El Gobierno dominicano debe garantizar seguridad jurídica para atraer inversiones y desarrollar alianzas público-privadas (APP), que se traduzcan en la mejora de la calidad de vida de los ciudadanos.
Así lo explicó el gerente senior de EY Law, Ernst & Young, Julio Muñoz Rodríguez, quien señaló que lo “más importante para garantizar una sostenibilidad de las alianzas es contar con los instrumentos legales y normativos correspondientes”.
Muñoz Rodríguez precisó que, con el cumplimiento de un proceso de participación, formulación, evaluación, ejecución y posterior fiscalización, el Estado puede garantizar que recibirá lo acordado mediante el esquema de alianza público-privada.
Además, contar con una normativa dará garantías al sector privado. “Van a sentir la seguridad de que pueden seguir participando, invertir y que van a lograr un retorno”.

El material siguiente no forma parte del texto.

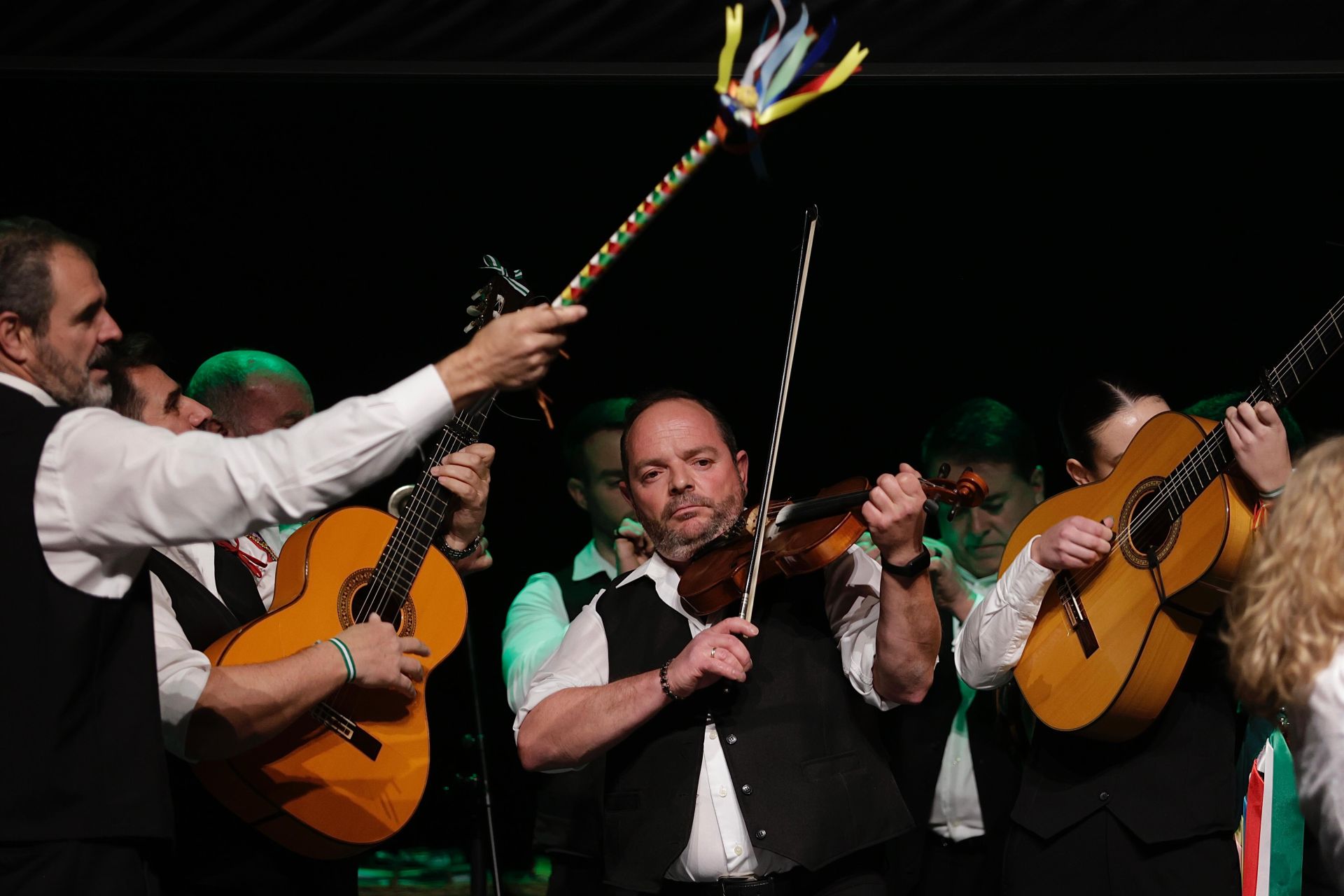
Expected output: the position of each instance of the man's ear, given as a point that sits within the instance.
(15, 339)
(577, 492)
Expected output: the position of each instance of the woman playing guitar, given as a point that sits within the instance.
(1155, 813)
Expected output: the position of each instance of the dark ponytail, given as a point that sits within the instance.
(1088, 406)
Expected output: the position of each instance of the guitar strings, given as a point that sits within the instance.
(1205, 450)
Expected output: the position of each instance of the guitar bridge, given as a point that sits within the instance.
(347, 729)
(1073, 606)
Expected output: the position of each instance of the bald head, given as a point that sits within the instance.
(252, 391)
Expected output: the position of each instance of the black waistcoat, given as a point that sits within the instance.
(1176, 780)
(917, 738)
(217, 853)
(813, 780)
(83, 755)
(569, 804)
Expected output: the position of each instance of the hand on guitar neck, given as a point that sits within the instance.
(1074, 543)
(511, 352)
(1260, 444)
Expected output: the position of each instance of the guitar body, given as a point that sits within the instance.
(1142, 645)
(311, 789)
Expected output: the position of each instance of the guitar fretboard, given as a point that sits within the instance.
(1214, 454)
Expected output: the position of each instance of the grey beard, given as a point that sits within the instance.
(678, 547)
(69, 383)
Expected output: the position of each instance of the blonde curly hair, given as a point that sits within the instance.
(1285, 617)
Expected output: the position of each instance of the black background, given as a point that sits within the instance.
(976, 239)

“El Estado, como garante del bienestar colectivo, vería reconocido su propósito y el sector privado tendría la seguridad de su inversión, la satisfacción de que está contribuyendo con el desarrollo del país, que al final de cuentas, también redunda en el desarrollo y en el crecimiento de los propios inversionistas privados”, afirmó.
Voluntad política
Para Muñoz Rodríguez, la designación de Sigmund Freund Mena como titular de la Dirección General de Alianzas Público-Privadas (DGAPP), es una muestra del interés que tiene el Estado dominicano de impulsar iniciativas que vinculen a estos sectores.
“Es una señal inequívoca a los actores privados de que se apuesta al instrumento para que pueda servir de vehículo y canalizar inversiones que le garanticen el retorno a los actores privados, pero también que puedan satisfacer las demandas que tiene la sociedad”, precisó.
El experto en derecho corporativo señaló que la pandemia ha dejado diezmada la capacidad del Estado para realizar inversiones. Por tal razón, las APP son una alternativa para garantizar obras de infraestructura y proyectos de desarrollo que, por la falta de recursos, el Gobierno podría postergar.
El coronavirus ha obligado a los países a priorizar el sector salud y el educativo. “Ha replanteado todo el tema de las finanzas públicas, que ha tenido que postergar cobro de impuestos, cobro de tasas y un sinnúmero de mecanismos que han constituido un gran desafío para la administración pública”, dijo Muñoz Rodríguez.